Alcohol Culture in Korea: Soju (소주)
One of the things Korea is known for is their night culture. Especially in Seoul, countless bars, clubs, and pubs light up weekend nights. For Koreans, the weekend usually starts on Friday as in most other cultures, but sometimes it starts on Thursday depending on the time people get out of work. Korea’s night culture varies from having a simple glass of wine at a wine bar or having a casual Korean barbecue over a shot of so-maek (most popular alcohol mix in Korea of soju and beer, which will be discussed more later) to dancing the night away at a jazz or hip-hop lounge bar. But some things that can not be left out during this night are hours and hours of chatting and drinking alcohol. There are some unique alcoholic drinks in Korea that are loved by many office workers and even students.
Soju (소주)
Soju (소주) is probably the most common and cheapest type of high percentage spirit alcohol in Korea. There is a certain reminiscence and resonance that soju emanates from even the thought of it.
Soju has been around as a sharer of Korean people’s hui-no-ae-rak (희노애락) (happiness, anger, sorrow, and joy of life) since the Joseon Dynasty. However, it was only during the Japanese colonization that soju became a national drink through the rise of mass production. Before soju was popularized, it was produced through a distillery of imported molasses, resulting in soju to be 40% or higher. Grains were only used, but it was mostly consumed by upper class people because grains were expensive and rare back then. Popularized soju was produced through the dilution process and made the alcohol percentage lower. Since then, soju has been decreasing its alcohol by volume percentages, with most of them now around 16%~17%.
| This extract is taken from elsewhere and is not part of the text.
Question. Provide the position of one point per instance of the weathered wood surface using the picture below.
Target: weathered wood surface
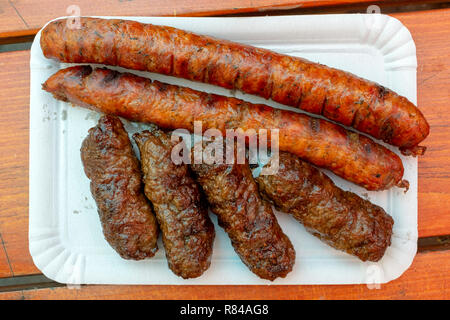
(431, 32)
Korea’s very first soju production company was a machine operated factory in Pyeong Yang opened in 1919. Then in 1924, the famous Jinro Soju made its appearance in Pyeongnam. Jinro relocated to Seoul after the Korean War and is the most widely consumed soju to this day.
Behind the Blue Bottle
Most come in green bottles today, but before the bottles became green their blue bottle was even more popular. In Korean people’s memories, the blue soju bottle was what consolidated them during the Japanese regulation and pressure as well as throughout the war. Behind that blue bottle lies for people the sentiment that derives from always having had something to long for: mother country, home, freedom, culture, root, and identity.
In 2019, Jinro reinterpreted that long line of heritage and brought back the blue bottle with the intention to give people the nostalgic feeling. This is probably the most popular soju enjoyed today.
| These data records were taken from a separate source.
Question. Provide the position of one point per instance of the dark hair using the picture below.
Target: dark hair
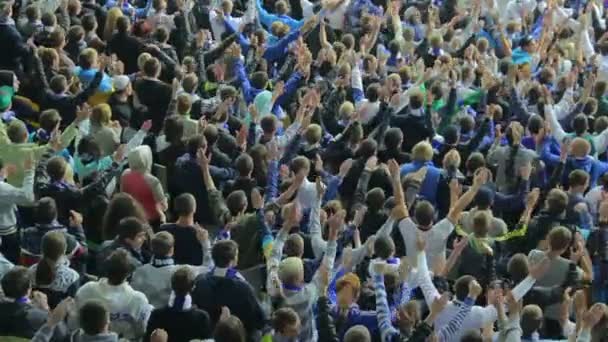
(244, 164)
(16, 283)
(375, 199)
(121, 206)
(129, 228)
(174, 129)
(424, 212)
(236, 202)
(184, 204)
(93, 317)
(162, 243)
(224, 252)
(46, 210)
(282, 318)
(393, 138)
(118, 267)
(580, 124)
(53, 248)
(461, 287)
(182, 281)
(230, 329)
(195, 143)
(56, 168)
(384, 247)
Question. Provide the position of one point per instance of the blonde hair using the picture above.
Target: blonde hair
(101, 114)
(142, 59)
(422, 151)
(113, 14)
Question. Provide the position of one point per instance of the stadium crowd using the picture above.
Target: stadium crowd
(302, 170)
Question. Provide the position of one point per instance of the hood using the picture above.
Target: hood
(80, 336)
(140, 159)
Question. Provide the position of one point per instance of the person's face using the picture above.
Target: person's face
(346, 297)
(138, 241)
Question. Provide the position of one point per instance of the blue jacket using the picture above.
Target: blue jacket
(268, 18)
(592, 166)
(249, 92)
(430, 184)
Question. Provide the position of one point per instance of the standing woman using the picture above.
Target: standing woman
(143, 186)
(52, 275)
(510, 159)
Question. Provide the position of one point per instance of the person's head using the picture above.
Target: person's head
(237, 202)
(112, 19)
(17, 132)
(517, 267)
(291, 271)
(118, 267)
(559, 239)
(461, 287)
(424, 213)
(101, 115)
(53, 247)
(244, 165)
(132, 232)
(580, 124)
(88, 58)
(580, 148)
(286, 322)
(195, 143)
(531, 319)
(357, 333)
(184, 104)
(393, 138)
(94, 318)
(416, 100)
(76, 33)
(161, 35)
(556, 201)
(384, 247)
(225, 254)
(374, 199)
(174, 129)
(230, 329)
(269, 124)
(422, 151)
(313, 134)
(162, 244)
(32, 13)
(294, 246)
(346, 110)
(481, 224)
(16, 283)
(184, 205)
(89, 22)
(182, 281)
(348, 288)
(578, 180)
(152, 67)
(46, 210)
(300, 166)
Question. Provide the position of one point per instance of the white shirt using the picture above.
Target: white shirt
(436, 239)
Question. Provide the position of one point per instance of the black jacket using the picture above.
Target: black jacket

Like it did in the past, soju is still there in the good days and bad days of people’s lives. Many people like to hang out with friends or talk over a shot of soju after work. There is something about this drink that makes it easier for people to open up about themselves. The conversations that travel back and forth between friends or someone that you share the drink with becomes deep, honest, and real. Soju is there in between celebrations, consolidations, appeasement, or support. People stressed out from work forget about all the stress and pressure for that moment or even find solutions. People receive support to overcome challenges or hurdles. In the cycle of people’s unpredictable, versatile life, soju has always been there.
Appearance of Different Types of Soju
A few months ago, in February, 2022, a unique type of soju was developed by Jay Park. He positioned the drink as a premium, high-quality soju costing nearly 14,900 KRW (approximately $16 USD). This is extremely costly for a bottle of soju compared to regular soju, which is usually around 2,000 KRW (approximately $2 USD). Jay Park’s Won Soju is different in that it is a distilled type while all the other more common soju is diluted, and his is made with local rice. I also agree and respect Jay Park’s effort to try to share “various beauties of diluted alcohol," nut I am still curious to know Jay Park’s thoughts on the role he considers Won Soju to play in society, the people’s culture, and what he envisions his soju to be. I wonder about this only because I can’t help but think that it goes against everything that soju has been representing for people so far–the sentiment, the feelings of the regular people whose life may well have easily been more of enduring than enjoying.
Aside from Won Soju, different types of soju has been produced. Cocktail soju is soju with different flavors such as grapefruit, peach, grape, strawberry, apple, yogurt, and more. Jinro came out with flavored soju: Chamisul Grapefruit, Chamisul Green Grapes, Chamisul Plum, and Chamisul Strawberry.
Soju production is still ongoing and soju brands are always trying to produce something different, something new that people can enjoy. I believe that is the essence of soju: it is for people. For all people to enjoy the good times and the bad. That has always been the philosophy, and the heritage must be maintained and carried on.